Capsules d'histoire - Culture et Société
La vie culturelle à Belœil au tournant du XXe siècle
On aurait tort de penser que la vie culturelle à Belœil est beaucoup plus développée aujourd’hui qu’elle pouvait l’être au début du XXe siècle, par exemple. Compte tenu du fait que la population beloeilloise était dix fois moins importante, c’est tout le contraire qui se produisait dans plusieurs domaines des arts, au théâtre, en architecture, en peinture, en littérature, notamment.
D’une façon générale, les paroissiens étaient en contact avec la musique à l’église dans le cadre des offices religieux. L’organiste et les chantres introduisent l’assistance à la musique religieuse semaine après semaine. On pourra consulter le Cahier d’histoire no 59 pour mieux connaître les caractères de la vie musicale à l’église de Belœil autrefois. Cependant, on jouait aussi de la musique en beaucoup d’autres occasions, comme lors des fêtes patriotiques et des représentations théâtrales. À l’occasion des festivités de la Saint-Jean-Baptiste et de la Confédération, des harmonies divertissaient les paroissiens. Beloeil possédait par ailleurs une troupe de théâtre, le Cercle athlétique et dramatique de Belœil, qui montait sur les planches dans la salle située au 961 Richelieu, devenue en 1977 le Club de l’Amitié et maintenant détruite. Des chefs d’orchestre, des pianistes, accompagnaient les représentations théâtrales.
En 1907, un pharmacien du nom de Wilfrid Lecours vient s’installer à Belœil dans une vieille maison de pierre, au 380, rue Richelieu. Il rénove soigneusement cette maison selon les préceptes de l’architecture Arts and Crafts, précurseur d’un retour au respect des bâtiments anciens. L’Abitation des Lecours devient un lieu de rencontre des gens cultivés et des amateurs d’art de Belœil et des amis montréalais du pharmacien. Celui-ci s’intéresse à la peinture
et en vient à posséder l’une des plus importantes collections de tableaux au Québec, avec des oeuvres, notamment, de Beau, Franchère, Hébert et Leduc. Ozias Leduc fréquente les Lecours, exécute un médaillon en plâtre de madame Lecours et un fusain de tous les membres de la famille. Wilfrid Lecours possède par ailleurs une collection d’antiquités et achète des vieux meubles canadiens chez les fermiers environnants qui donnent une touche rustique à L’Abitation. « L’Abitation de Belœil devient un relais à la campagne pour l’élite intellectuelle et artistique de Montréal », comme l’écrit André Laberge.
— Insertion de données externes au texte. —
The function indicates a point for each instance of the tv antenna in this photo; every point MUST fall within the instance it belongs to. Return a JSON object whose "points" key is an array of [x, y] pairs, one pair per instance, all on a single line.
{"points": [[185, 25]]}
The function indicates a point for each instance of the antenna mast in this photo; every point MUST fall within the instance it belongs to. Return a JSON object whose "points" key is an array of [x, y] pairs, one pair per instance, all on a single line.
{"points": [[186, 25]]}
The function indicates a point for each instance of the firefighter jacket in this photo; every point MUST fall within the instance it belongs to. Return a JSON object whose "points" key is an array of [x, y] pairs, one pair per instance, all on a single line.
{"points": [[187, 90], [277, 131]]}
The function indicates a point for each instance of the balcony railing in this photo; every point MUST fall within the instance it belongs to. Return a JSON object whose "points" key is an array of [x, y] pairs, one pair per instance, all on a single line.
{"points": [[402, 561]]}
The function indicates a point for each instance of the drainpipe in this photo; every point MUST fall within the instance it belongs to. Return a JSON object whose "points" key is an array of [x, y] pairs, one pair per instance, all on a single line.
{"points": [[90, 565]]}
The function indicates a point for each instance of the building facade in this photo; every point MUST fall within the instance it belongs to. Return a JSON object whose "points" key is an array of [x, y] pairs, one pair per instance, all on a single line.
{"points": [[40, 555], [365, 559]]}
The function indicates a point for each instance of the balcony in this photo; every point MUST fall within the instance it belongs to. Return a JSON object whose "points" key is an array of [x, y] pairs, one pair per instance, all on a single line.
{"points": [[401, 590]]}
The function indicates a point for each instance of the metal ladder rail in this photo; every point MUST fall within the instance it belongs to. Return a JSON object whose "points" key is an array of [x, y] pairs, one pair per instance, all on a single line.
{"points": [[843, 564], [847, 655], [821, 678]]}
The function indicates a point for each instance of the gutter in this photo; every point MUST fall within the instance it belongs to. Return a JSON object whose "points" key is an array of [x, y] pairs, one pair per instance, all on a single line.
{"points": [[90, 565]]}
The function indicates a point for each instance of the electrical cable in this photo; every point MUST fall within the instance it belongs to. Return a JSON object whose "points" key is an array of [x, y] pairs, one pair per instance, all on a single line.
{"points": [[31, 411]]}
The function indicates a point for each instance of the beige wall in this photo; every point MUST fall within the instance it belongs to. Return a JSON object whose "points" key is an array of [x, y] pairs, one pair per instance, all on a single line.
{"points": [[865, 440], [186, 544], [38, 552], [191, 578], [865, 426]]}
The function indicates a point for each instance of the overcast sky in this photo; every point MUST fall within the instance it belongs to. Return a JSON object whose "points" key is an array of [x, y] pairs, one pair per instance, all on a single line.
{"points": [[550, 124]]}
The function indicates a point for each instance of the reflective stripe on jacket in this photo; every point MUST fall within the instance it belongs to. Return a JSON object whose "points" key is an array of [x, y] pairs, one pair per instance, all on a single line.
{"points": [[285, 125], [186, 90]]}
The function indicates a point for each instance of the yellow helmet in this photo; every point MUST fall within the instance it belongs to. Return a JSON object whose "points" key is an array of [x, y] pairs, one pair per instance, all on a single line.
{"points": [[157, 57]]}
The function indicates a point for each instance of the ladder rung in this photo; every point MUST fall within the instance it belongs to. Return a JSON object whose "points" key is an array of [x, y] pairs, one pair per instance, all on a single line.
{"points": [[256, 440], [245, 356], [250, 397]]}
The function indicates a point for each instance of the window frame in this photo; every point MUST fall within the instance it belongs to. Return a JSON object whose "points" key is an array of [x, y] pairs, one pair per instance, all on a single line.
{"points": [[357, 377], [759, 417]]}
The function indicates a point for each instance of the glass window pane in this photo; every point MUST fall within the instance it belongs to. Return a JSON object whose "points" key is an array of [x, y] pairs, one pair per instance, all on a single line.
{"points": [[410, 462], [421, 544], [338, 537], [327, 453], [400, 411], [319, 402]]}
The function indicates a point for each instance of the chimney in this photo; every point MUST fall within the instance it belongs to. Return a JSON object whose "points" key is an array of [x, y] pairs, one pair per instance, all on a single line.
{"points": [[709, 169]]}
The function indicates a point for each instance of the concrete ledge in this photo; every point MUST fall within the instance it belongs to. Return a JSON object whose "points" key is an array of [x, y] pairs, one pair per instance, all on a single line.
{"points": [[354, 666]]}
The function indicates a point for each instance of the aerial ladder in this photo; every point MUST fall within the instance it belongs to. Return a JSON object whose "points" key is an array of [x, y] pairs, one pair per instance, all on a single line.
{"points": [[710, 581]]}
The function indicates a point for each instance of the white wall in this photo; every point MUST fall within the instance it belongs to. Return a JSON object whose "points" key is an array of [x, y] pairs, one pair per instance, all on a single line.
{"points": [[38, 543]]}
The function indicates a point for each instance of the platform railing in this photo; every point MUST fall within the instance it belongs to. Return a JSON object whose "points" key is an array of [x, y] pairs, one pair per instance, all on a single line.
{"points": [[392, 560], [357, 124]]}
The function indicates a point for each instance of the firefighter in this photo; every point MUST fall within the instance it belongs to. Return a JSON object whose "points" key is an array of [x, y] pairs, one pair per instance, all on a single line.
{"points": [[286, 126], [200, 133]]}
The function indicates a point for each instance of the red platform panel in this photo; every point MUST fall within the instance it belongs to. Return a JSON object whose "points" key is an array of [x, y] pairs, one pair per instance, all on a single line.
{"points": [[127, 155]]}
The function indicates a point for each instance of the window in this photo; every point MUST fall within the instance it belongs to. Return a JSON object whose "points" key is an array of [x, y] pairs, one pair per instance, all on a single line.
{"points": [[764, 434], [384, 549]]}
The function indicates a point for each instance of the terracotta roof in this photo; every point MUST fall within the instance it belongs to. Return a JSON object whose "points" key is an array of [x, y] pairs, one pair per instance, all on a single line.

L’un de ces intellectuels est Robert de Roquebrune, qui habite Belœil de 1912 à 1918, au 784 rue Richelieu, près du pont Jordi-Bonet. Au cours de ces années, il s’adonne à ses travaux littéraires et publie notamment un Hommage à Charles-Michel de Salaberry, Héros de Châteauguay, une plaquette de 18 pages, datée de « La Broquerie, Belœil, octobre 1913 ». Le passage de Roquebrune à Belœil est précieux par les descriptions qu’il nous a laissées de ce petit groupe de famille qui s’intéressait au monde des arts à Belœil au début du XXe siècle.